Dear Remi,

I had time to investigate HA and reboot issues with XenServer 6.5 SP1 and here are some interesting points:

1. Enabling HA storage using ShapeBlue guide ( makes Cloudstack to recover from host failure properly. The only tough case is when both cluster nodes goes to reboot simultaneously. Then hosts stuck in creating the pool until manual fix.
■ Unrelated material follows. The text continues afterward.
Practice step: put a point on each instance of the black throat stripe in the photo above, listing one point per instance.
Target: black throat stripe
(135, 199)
This is also described at ShapeBlue guide. Temporary disabling/enabling HA did the trick.

2. At my XenServer script didn't play any role. I have disabled reboot there, but hosts have detected storage failure by themselves and did reboot. I think this functionality has already implemented by hypervisor development team, but don't know exactly which daemon did this. Probably Citrix knows exactly and someone may share this information. Anyway - for XenServer 6.5 cloudstack heartbeat seems to be unnecessary module. Hypervisor itself detects storage problems earlier than heartbeat script did. That is why my log was empty.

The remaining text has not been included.